Mardi 18 mars, hôtel El Aurassi, qui surplombe la grande baie d’Alger. Tout le gotha d’industriels, de businessmen et d’importateurs que compte le pays est en séminaire avec Abdelmalek Sellal, Premier ministre, qui fait alors office de directeur de campagne d’Abdelaziz Bouteflika. Arrivée d’Oran, Nouria Gaouar n’entend pas faire de la figuration au milieu de cette assemblée d’hommes venus apporter leur soutien financier au président sortant, candidat à un quatrième mandat.
Nouria Gaouar, construction navale
D’un ton mesuré mais ferme, elle interpelle Sellal : « Monsieur le Premier ministre, il y a trop de paperasse, trop de tracasseries administratives qui nous empoisonnent la vie. Il est temps d’en finir avec tout ça… » Applaudissements. Commentaire d’un patron assis à une table voisine : « Cette femme n’a pas de paille dans le ventre… » Gérante de Polyor, une société spécialisée dans la construction navale, Nouria Gaouar, 66 ans, est la doyenne des patronnes algériennes.

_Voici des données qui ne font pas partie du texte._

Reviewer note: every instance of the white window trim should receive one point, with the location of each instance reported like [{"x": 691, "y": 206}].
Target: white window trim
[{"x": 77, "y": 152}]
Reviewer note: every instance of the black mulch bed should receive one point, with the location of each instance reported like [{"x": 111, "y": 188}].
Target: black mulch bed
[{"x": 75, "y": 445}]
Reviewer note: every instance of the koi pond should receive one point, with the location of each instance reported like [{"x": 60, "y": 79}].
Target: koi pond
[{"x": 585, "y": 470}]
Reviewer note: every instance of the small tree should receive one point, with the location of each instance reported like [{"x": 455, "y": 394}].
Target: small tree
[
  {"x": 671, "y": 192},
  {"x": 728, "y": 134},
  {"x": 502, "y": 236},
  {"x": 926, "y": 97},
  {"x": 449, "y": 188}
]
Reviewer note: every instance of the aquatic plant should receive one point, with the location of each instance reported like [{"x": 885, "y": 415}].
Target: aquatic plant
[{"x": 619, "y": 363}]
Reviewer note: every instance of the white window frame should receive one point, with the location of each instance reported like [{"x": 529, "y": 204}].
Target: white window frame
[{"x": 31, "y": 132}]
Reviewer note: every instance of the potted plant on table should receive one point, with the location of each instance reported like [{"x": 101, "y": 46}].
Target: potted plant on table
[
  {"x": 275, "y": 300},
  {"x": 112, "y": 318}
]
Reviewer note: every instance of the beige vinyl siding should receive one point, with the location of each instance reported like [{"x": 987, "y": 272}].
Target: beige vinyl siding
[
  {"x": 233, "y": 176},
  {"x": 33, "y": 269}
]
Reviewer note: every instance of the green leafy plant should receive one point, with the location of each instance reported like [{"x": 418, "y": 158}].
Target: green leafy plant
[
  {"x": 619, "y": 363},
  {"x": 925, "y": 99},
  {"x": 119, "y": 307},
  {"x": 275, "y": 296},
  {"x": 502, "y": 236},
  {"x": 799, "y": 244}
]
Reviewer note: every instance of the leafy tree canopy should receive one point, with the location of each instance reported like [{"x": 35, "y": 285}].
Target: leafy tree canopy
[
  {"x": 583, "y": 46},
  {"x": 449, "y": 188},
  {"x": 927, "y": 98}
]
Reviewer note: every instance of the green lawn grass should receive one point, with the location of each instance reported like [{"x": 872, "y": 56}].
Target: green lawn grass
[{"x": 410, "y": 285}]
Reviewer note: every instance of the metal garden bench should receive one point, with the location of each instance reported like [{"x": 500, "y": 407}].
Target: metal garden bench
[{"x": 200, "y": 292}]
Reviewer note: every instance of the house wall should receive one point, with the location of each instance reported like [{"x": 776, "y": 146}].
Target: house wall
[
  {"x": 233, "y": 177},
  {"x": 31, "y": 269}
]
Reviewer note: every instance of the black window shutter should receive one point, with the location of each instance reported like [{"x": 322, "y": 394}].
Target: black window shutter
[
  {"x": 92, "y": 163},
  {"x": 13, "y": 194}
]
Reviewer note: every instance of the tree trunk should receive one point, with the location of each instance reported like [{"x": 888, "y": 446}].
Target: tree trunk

« J’ai longtemps été perçue comme une sorte d’ovni dans un monde exclusivement masculin », se souvient Nouria Gaouar.
Née au pays, elle a grandi en France, avant de rentrer au bercail à l’âge de 16 ans pour se lancer dans la vie active. Après quelques passages chez des petits privés, elle saute le pas en créant, avec son père et son mari, sa propre entreprise. C’était en 1972, au plus fort du socialisme scientifique.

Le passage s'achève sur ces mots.